“Ms Marvel” and “Sex Education” writer Bisha K Ali is launching a screenwriting fellowship with Sky and Netflix. Six people from under-represented communities are given a year’s salary to make the TV industry more inclusive. She hopes that taking away the “sense of clawing financial instability” faced by young writers will reduce the barriers to entry for people from Asian, black, and other minority backgrounds. This will also bring new voices to TV.
According to the media regulator Ofcom’s most recent diversity report, “progress is still far too slow in TV employing a more comprehensive range of people.” Ali says the way TV is set up; emerging writers have to drop everything to meet program makers in central London. This becomes expensive for many people to get started. She said the idea for fellowship is based on her own experience when she was struggling when she wanted to move from domestic violence and be a writer on TV. She considered selling her sofa to pay the rent and moved to Manchester because London was expensive.
Ali also shared that she felt isolated in the industry and felt inherently hostile with its setup. She said 1st few years as a TV writer in London meant having many meetings with the production companies, which meant finding somewhere to set up camp for the day or getting the tube into London or not getting proper payment for the work done. All this is not possible for the majority of people. How can diversity in getting new voices in TV cannot bethink if these barriers are not solved?

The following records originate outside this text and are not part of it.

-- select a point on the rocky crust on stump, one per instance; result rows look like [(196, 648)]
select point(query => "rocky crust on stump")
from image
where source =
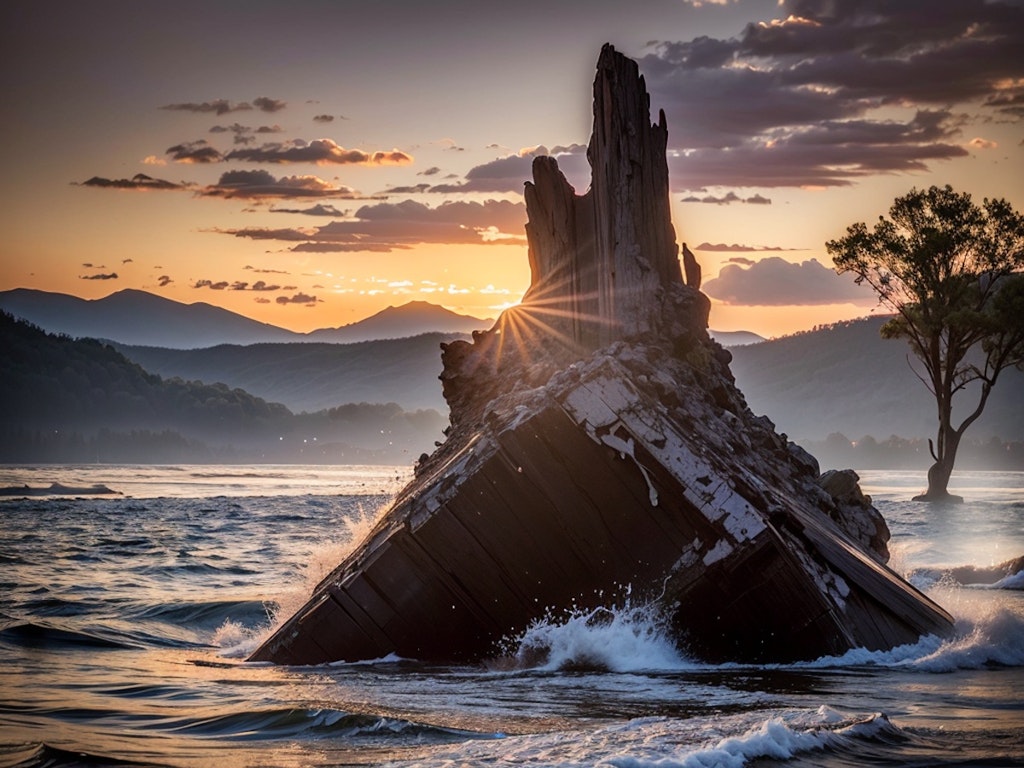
[(598, 442)]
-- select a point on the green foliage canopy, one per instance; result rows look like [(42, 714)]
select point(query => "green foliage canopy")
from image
[(951, 272)]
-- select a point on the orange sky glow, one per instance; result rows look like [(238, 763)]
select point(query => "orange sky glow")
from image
[(308, 169)]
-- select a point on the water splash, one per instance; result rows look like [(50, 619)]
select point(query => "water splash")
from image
[(630, 638), (238, 640)]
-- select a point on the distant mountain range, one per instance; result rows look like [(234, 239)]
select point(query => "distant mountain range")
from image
[(65, 399), (143, 318), (846, 378), (311, 376)]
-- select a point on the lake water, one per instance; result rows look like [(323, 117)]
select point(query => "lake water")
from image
[(124, 622)]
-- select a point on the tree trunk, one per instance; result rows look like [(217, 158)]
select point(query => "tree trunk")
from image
[(939, 472)]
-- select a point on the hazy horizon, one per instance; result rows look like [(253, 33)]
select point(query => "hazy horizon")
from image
[(307, 165)]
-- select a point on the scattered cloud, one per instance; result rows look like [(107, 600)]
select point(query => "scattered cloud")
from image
[(139, 181), (257, 286), (774, 282), (261, 232), (508, 174), (414, 189), (320, 209), (318, 152), (263, 184), (265, 103), (834, 92), (299, 298), (386, 226), (727, 199), (734, 247), (218, 107), (199, 152)]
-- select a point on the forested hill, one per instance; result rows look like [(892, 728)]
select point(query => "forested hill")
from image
[(79, 399), (313, 376), (846, 378)]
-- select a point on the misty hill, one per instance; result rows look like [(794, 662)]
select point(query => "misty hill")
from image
[(413, 318), (80, 399), (138, 317), (735, 338), (845, 378), (142, 318), (311, 376)]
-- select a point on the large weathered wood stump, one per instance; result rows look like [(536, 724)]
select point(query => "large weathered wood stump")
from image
[(598, 442)]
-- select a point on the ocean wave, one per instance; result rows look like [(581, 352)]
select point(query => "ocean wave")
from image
[(635, 638), (630, 638), (41, 755), (667, 742), (985, 635), (271, 724), (202, 614), (40, 635)]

The idea for the fund came to Ali four years ago when she posted on Facebook that the process was expensive for low-income people. In the post, she wrote: “It all feels like it’s stacked against people with lower incomes – disproportionately women of color, obviously, because of wage disparity – and I don’t feel like there’s funding out there to support new writers in this space, to match the attempts at supporting ‘diversity’ in these industries.” The fellowship begins in September.